After we’d driven back to our campground and gotten settled in the tent, reading for the evening, I thought to walk out to the water so I could talk on the phone with Finn. I like to walk when I talk.

The sunset over the inlet made me feel like I was on a Hallmark card. But then I had to cut our conversation short because I saw a school of dolphins feeding around a fishing boat.

Like a nut I ran down the shore to watch them.

A group of men fishing from the shore were talking jovially (in Vietnamese, is my guess), probably laughing at me taking picture after picture of the dolphins stealing their catch.

The sun was setting slowly and dramatically over the inlet. In its bright reflection, dolphins circled schools of fish, surfacing and then disappearing for long moments as they hunted, then surfaced with a loud blow.
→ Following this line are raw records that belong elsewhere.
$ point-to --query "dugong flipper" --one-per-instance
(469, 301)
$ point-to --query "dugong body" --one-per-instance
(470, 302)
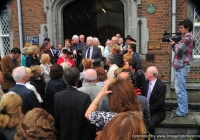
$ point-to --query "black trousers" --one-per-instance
(155, 120)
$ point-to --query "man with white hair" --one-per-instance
(91, 52)
(82, 39)
(29, 99)
(121, 43)
(110, 60)
(155, 91)
(89, 87)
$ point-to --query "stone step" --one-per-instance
(171, 103)
(179, 128)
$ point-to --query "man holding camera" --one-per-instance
(181, 63)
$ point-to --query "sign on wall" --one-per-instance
(32, 39)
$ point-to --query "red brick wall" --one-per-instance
(32, 16)
(159, 22)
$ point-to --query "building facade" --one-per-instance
(145, 21)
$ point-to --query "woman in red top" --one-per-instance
(65, 58)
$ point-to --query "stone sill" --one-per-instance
(192, 120)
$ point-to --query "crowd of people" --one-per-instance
(80, 91)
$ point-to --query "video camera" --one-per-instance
(167, 36)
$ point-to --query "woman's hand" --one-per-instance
(104, 91)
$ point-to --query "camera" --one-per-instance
(167, 36)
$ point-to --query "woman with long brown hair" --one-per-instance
(10, 114)
(121, 99)
(130, 122)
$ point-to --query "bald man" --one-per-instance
(155, 91)
(89, 85)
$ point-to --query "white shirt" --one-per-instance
(110, 73)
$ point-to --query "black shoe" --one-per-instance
(175, 115)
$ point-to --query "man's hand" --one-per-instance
(74, 52)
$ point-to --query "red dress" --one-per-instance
(68, 59)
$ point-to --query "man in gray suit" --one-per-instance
(91, 52)
(89, 87)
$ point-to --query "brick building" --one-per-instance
(144, 20)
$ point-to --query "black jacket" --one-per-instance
(139, 79)
(29, 99)
(70, 106)
(52, 87)
(30, 61)
(119, 60)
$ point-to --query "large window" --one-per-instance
(196, 52)
(4, 34)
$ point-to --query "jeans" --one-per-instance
(181, 75)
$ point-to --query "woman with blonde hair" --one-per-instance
(130, 122)
(45, 66)
(10, 114)
(87, 64)
(65, 58)
(25, 53)
(31, 87)
(101, 76)
(32, 58)
(37, 124)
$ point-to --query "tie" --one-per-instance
(88, 53)
(149, 92)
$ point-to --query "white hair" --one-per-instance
(90, 38)
(96, 39)
(18, 73)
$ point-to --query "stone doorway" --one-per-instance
(77, 18)
(99, 18)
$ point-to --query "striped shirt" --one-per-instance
(183, 51)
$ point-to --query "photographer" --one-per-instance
(183, 54)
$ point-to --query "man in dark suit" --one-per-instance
(91, 52)
(155, 91)
(70, 106)
(29, 99)
(8, 63)
(77, 45)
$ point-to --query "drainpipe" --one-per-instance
(173, 31)
(20, 24)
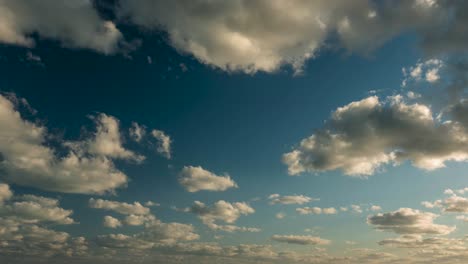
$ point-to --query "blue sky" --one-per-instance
(332, 133)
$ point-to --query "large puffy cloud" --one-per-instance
(120, 207)
(363, 135)
(222, 211)
(86, 166)
(74, 23)
(409, 221)
(300, 240)
(34, 209)
(23, 227)
(290, 199)
(196, 179)
(249, 36)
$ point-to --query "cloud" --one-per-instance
(5, 192)
(111, 222)
(290, 199)
(409, 221)
(222, 211)
(195, 179)
(300, 240)
(164, 143)
(82, 167)
(137, 132)
(251, 36)
(107, 140)
(280, 215)
(423, 71)
(75, 24)
(122, 208)
(316, 210)
(356, 208)
(364, 135)
(24, 222)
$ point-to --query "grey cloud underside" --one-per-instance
(241, 35)
(86, 167)
(364, 135)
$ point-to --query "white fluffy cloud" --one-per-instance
(290, 199)
(23, 227)
(409, 221)
(122, 208)
(363, 135)
(222, 211)
(195, 179)
(74, 23)
(300, 240)
(86, 166)
(316, 210)
(252, 36)
(111, 222)
(163, 143)
(5, 192)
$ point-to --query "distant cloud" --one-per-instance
(85, 166)
(222, 211)
(290, 199)
(195, 179)
(137, 132)
(316, 210)
(408, 221)
(364, 135)
(163, 144)
(122, 208)
(75, 24)
(111, 222)
(300, 240)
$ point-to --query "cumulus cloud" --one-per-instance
(163, 143)
(300, 240)
(290, 199)
(137, 132)
(111, 222)
(222, 211)
(85, 167)
(316, 210)
(74, 23)
(251, 36)
(120, 207)
(428, 71)
(5, 192)
(363, 135)
(409, 221)
(24, 221)
(107, 140)
(195, 179)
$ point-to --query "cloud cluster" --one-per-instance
(409, 221)
(316, 210)
(252, 36)
(290, 199)
(74, 23)
(24, 222)
(222, 211)
(195, 179)
(85, 167)
(363, 135)
(300, 240)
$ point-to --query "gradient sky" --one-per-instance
(235, 132)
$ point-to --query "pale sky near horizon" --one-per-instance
(233, 131)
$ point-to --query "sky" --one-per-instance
(150, 131)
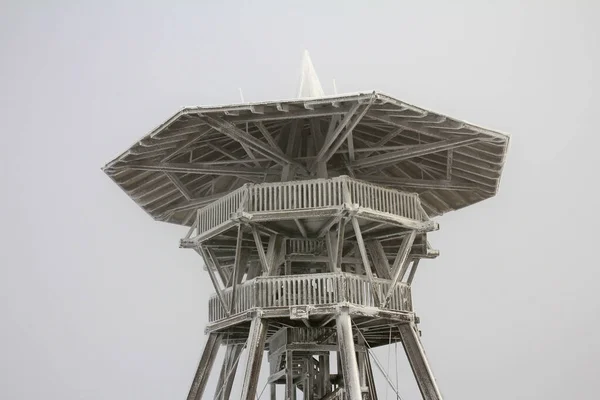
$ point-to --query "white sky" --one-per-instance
(98, 302)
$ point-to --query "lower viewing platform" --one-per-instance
(294, 296)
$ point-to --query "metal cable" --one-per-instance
(377, 363)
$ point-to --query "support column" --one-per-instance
(290, 387)
(347, 354)
(370, 379)
(256, 348)
(204, 367)
(228, 370)
(418, 362)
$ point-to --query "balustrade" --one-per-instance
(305, 290)
(308, 195)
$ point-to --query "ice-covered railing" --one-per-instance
(310, 290)
(314, 194)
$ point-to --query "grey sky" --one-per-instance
(98, 302)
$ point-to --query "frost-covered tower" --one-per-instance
(311, 216)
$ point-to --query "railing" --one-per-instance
(296, 195)
(314, 289)
(385, 200)
(304, 246)
(310, 194)
(219, 211)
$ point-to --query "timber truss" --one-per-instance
(203, 153)
(311, 216)
(306, 268)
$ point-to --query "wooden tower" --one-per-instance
(311, 216)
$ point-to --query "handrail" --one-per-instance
(310, 289)
(309, 194)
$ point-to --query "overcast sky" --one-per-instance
(98, 302)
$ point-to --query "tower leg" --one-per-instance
(370, 379)
(256, 347)
(418, 362)
(290, 387)
(228, 371)
(348, 356)
(204, 367)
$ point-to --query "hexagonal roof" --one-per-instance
(201, 153)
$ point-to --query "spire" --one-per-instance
(309, 81)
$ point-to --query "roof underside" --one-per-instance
(201, 153)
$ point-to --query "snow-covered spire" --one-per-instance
(310, 86)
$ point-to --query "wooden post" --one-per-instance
(204, 366)
(347, 354)
(255, 347)
(418, 362)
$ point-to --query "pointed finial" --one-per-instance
(310, 86)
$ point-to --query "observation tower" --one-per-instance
(311, 216)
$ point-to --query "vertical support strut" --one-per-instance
(418, 362)
(204, 366)
(228, 371)
(290, 387)
(348, 356)
(256, 347)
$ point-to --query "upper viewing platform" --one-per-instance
(312, 201)
(202, 154)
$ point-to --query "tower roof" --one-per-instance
(202, 152)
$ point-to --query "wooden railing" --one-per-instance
(308, 195)
(220, 210)
(313, 289)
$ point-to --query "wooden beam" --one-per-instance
(413, 271)
(260, 249)
(236, 268)
(180, 186)
(225, 276)
(414, 151)
(301, 227)
(400, 264)
(213, 279)
(253, 143)
(418, 183)
(365, 258)
(202, 168)
(382, 265)
(340, 140)
(333, 134)
(384, 140)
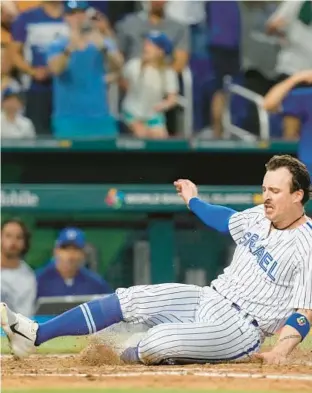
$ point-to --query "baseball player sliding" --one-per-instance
(267, 287)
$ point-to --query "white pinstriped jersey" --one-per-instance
(271, 272)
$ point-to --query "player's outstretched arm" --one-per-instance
(214, 216)
(297, 327)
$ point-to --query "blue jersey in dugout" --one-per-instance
(86, 282)
(80, 107)
(299, 104)
(36, 31)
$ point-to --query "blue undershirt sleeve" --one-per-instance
(214, 216)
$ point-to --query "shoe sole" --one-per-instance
(5, 321)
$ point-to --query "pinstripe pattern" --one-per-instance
(187, 322)
(270, 276)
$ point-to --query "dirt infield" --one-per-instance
(105, 371)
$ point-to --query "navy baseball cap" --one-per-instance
(70, 6)
(161, 40)
(9, 92)
(71, 236)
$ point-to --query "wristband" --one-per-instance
(67, 52)
(300, 323)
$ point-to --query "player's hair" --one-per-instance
(300, 175)
(26, 233)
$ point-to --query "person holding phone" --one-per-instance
(78, 66)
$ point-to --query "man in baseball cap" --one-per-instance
(65, 274)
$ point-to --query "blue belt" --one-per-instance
(237, 307)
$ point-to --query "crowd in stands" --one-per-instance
(62, 61)
(65, 274)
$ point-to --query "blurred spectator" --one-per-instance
(80, 107)
(190, 13)
(7, 81)
(132, 30)
(296, 102)
(32, 32)
(24, 5)
(258, 55)
(259, 69)
(13, 124)
(148, 81)
(18, 281)
(224, 23)
(292, 21)
(9, 12)
(65, 274)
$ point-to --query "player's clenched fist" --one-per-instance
(186, 189)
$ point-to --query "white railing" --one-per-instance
(230, 128)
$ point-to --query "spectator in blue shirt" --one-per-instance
(65, 274)
(33, 31)
(80, 107)
(294, 95)
(224, 24)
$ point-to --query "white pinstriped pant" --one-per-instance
(188, 322)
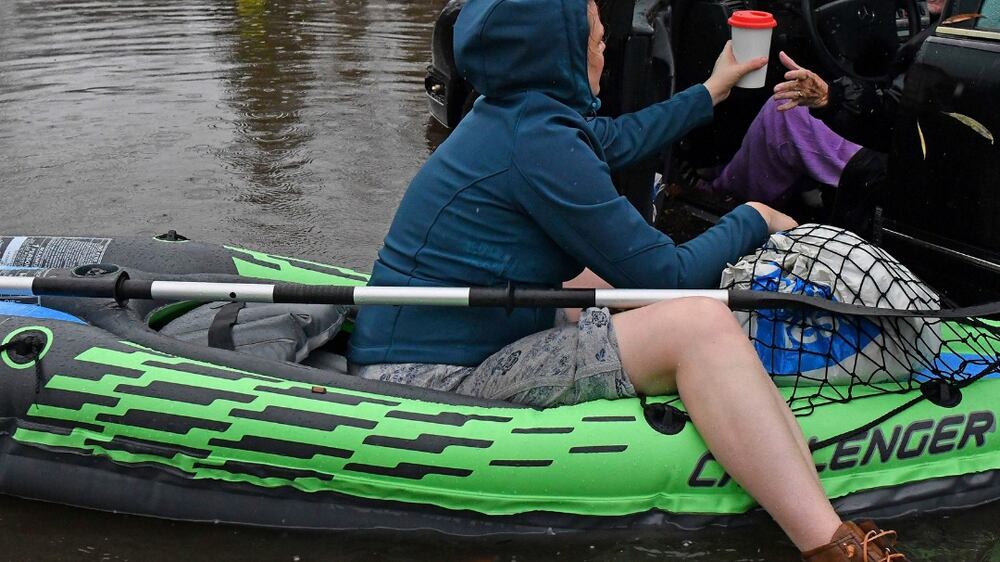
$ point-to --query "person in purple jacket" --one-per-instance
(837, 134)
(521, 193)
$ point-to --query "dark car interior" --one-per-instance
(939, 211)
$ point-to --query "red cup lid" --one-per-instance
(752, 19)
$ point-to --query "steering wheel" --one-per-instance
(857, 38)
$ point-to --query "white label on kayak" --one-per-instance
(51, 251)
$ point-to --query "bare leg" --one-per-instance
(696, 347)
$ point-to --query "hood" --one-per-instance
(505, 47)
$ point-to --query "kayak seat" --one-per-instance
(282, 332)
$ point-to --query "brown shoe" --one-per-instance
(861, 542)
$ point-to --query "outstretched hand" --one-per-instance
(775, 219)
(802, 87)
(727, 73)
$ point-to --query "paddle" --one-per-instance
(120, 287)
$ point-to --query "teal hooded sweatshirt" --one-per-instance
(521, 193)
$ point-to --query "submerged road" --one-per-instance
(290, 126)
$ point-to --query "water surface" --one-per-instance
(290, 126)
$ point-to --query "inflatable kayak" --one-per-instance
(110, 405)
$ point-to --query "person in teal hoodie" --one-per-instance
(521, 194)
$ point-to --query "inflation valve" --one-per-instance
(21, 349)
(667, 419)
(941, 392)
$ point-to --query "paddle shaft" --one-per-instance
(119, 287)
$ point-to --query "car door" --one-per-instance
(942, 208)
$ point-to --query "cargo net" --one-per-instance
(825, 357)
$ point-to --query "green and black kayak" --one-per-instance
(103, 408)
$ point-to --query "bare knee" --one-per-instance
(656, 340)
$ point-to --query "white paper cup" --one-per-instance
(752, 39)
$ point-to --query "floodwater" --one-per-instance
(291, 126)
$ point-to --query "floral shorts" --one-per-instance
(567, 364)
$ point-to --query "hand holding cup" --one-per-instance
(728, 72)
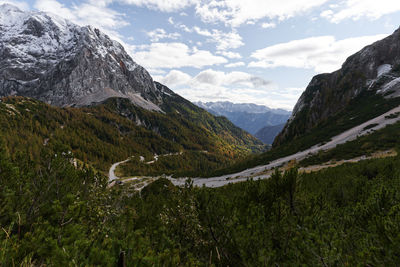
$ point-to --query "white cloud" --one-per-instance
(268, 25)
(237, 12)
(174, 55)
(159, 34)
(356, 9)
(234, 65)
(323, 53)
(238, 87)
(229, 54)
(161, 5)
(224, 40)
(20, 4)
(174, 78)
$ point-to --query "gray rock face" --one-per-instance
(53, 60)
(374, 68)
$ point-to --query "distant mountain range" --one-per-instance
(104, 96)
(250, 117)
(367, 85)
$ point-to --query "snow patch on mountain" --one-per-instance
(54, 60)
(383, 69)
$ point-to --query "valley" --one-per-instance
(104, 162)
(265, 171)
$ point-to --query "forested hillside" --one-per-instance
(58, 215)
(115, 130)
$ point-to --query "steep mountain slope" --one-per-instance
(250, 117)
(367, 85)
(53, 60)
(267, 134)
(115, 130)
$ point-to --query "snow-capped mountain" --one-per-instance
(250, 117)
(373, 72)
(49, 58)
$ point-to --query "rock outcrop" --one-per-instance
(53, 60)
(374, 68)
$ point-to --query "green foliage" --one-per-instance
(381, 140)
(365, 107)
(115, 130)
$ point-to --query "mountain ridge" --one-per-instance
(51, 59)
(250, 117)
(373, 72)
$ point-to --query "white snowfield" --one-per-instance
(263, 171)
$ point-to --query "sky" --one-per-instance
(254, 51)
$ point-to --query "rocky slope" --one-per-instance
(55, 61)
(51, 59)
(267, 134)
(373, 71)
(250, 117)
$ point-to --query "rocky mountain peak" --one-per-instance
(54, 60)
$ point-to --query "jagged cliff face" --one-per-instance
(53, 60)
(374, 68)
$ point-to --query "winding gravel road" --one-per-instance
(262, 172)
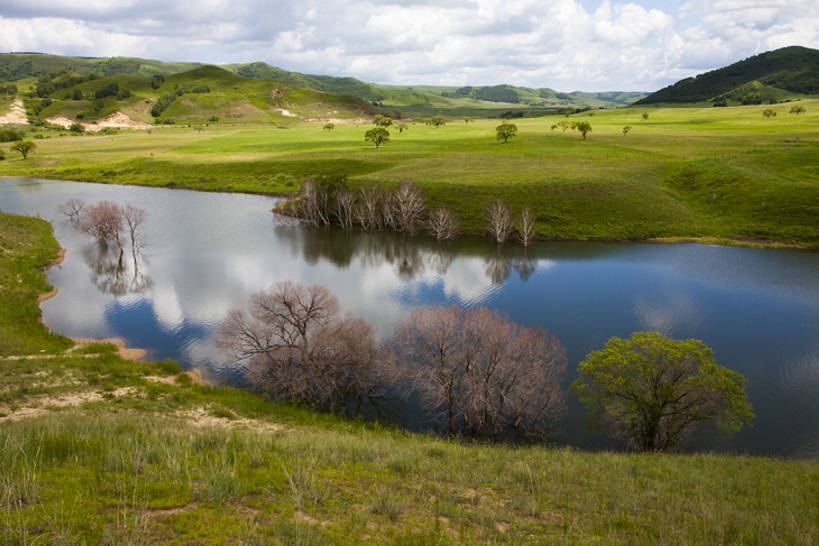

Fishermen were calling to each other and throwing their catch in a five-gallon bucket that rocked with yellowtail snapper.

It was a perfect fifteen minutes. I’d say the most perfect I’ve ever felt if that were measurable.

And here I sit back at the tent, thinking about my friend with cancer. The sun is long gone, and now in the dark night, a thin sliver of moon is rising over the silhouette of the kayaks on top of the truck, with a bright Orion high above the campsite.

This is the balance you can find anywhere, but I seem to find it while on the road more than I did before. Here the perfect moments make themselves clear.

3 thoughts to “A Few Perfect Moments”

    1. This post reminds me of that Lou Reed song ‘Perfect Day’ which has that feeling of contentment but also a hint of sadness too.